Une vie pour les autres… L’expression semble aller de soi, surtout après vingt siècles de christianisme, après plus de trente siècles de judéo-christianisme… Une expression invitant à l’altruisme, à l’attention au prochain, à l’ouverture du cœur, à la générosité, au don de soi… Une expression qu’un humanisme même non chrétien assumerait, puisqu’il est capable d’expérimenter en dehors de la foi qu’« il y a plus de joie à donner qu’à recevoir » (Ac 20,35)
Et pourtant l’expression : « une vie pour les autres » est d’une étrangeté radicale, non seulement parce que nous vérifions à quel point notre égocentrisme, notre égoïsme, la recherche de notre intérêt propre sont enracinés en nous, combien notre désintéressement est illusoire – l’amour le plus désintéressé nous intéresse – mais surtout quand on se réfère à ce que le Christ entend par amour et service du prochain. Après le geste du lavement des pieds, Jésus pose cette question à ces disciples : « Comprenez-vous ce que je viens de faire ? » justement parce que le geste ne va pas de soi. De fait, il faut reconnaître que nous ne le comprenons pas, que cela relève de la folie de Dieu plus sage que la sagesse des hommes. Folie pour le maître de se mettre à la place de l’esclave ; pour Dieu de s’identifier aux plus-petits ; pour sa toute-puissance de s’auto-limiter à l’impuissance de ceux qui ont faim, ont soif, sont nus, malades, étrangers ou en prison ; pour Dieu de mettre en équivalence le commandement de l’amour pour lui-même, Dieu – infiniment bon, infiniment aimable – et celui pour le prochain, non pas un autrui aimable dans l’abstrait, mais le prochain réel avec ses limites qui sont les mêmes que les miennes, avec la même finitude humaine que la mienne, et pour qui il n’y a donc pas plus de raison que je donne ma vie pour lui, que lui pour moi. A moins d’être sujet à l’illusion de croire en la supériorité de la valeur de l’autre, comme ce peut l’être dans la folie amoureuse.
La première clairvoyance consiste à admettre que nous ne savons pas aimer ou servir au sens où le Christ en donne le témoignage, qu’autrui ne nous intéresse pas vraiment, ou seulement jusqu’à un certain point, et surtout que l’abaissement du Christ par amour pour l’homme, le fait que le parfait se sacrifie pour l’imparfait, cela nous répugne.

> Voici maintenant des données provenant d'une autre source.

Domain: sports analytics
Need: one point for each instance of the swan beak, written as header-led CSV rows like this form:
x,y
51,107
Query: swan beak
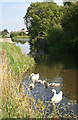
x,y
51,92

L’altruisme chrétien qui va jusque là n’est non pas simplement exigeant ou difficile, mais impossible.
Pour la foi chrétienne, l’amour agapè, l’amour désintéressé pour autrui, qui l’accepte dans son originalité sans le juger – supérieur ou inférieur – sans chercher à le rapporter à soi, cette « charité » (caritas) est une vertu théologale, qui procède de la grâce de Dieu, où c’est de l’amour même de Dieu que l’on aime, où c’est de l’amour qu’il y a en Dieu que l’on aime : une participation par grâce à la vie trinitaire, à l’action de l’Esprit Saint, l’Amour personnifié. Une vie pour autrui, menée selon cet amour-là, n’est possible qu’en vertu de l’accueil préalable du don de l’Esprit Saint, d’une grâce, c’est-à-dire d’un cadeau immérité, qui donne au chrétien la joie de se reconnaître aimé inconditionnellement par Dieu, par delà mérites et péchés. La reconnaissance de ce don est première, appelant de la part de qui le reçoit l’exigence intérieure d’une libre réponse amour pour amour. Ce serait impossible (et ça l’est, parce que l’amour de Dieu pour l’homme dépasse infiniment l’amour de l’homme pour Dieu), si, se découvrant enfant bien-aimé du Père, le chrétien ne découvrait en même temps en Jésus-Christ la possibilité – invraisemblable si le Christ ne l’avait décidé ainsi –, qu’en aimant et servant son prochain, ce soit Dieu que l’on aime et serve.
Aimer à cause de Dieu, ou en vue de Dieu ne signifie pas que le prochain soit un moyen pour exercer l’amour même de Dieu, mais que c’est au niveau le plus profond de la présence de Dieu à l’intime de l’homme que s’établit la relation inter-humaine la plus vraie. Vivre pour les autres, consiste à inventer sa réponse personnelle à l’amour incompréhensible de Dieu pour moi, amour inconditionnel qui rend possible le don de moi-même. Répondre à sa vocation implique de tirer parti de ses talents et de ses limites, de la perception des manques et souffrances de ses frères, pour inventer cette réponse. Le cœur et les mains du croyant sont alors le prolongement de ceux du Christ pour exercer – et recevoir – l’amour de Dieu à l’égard des hommes.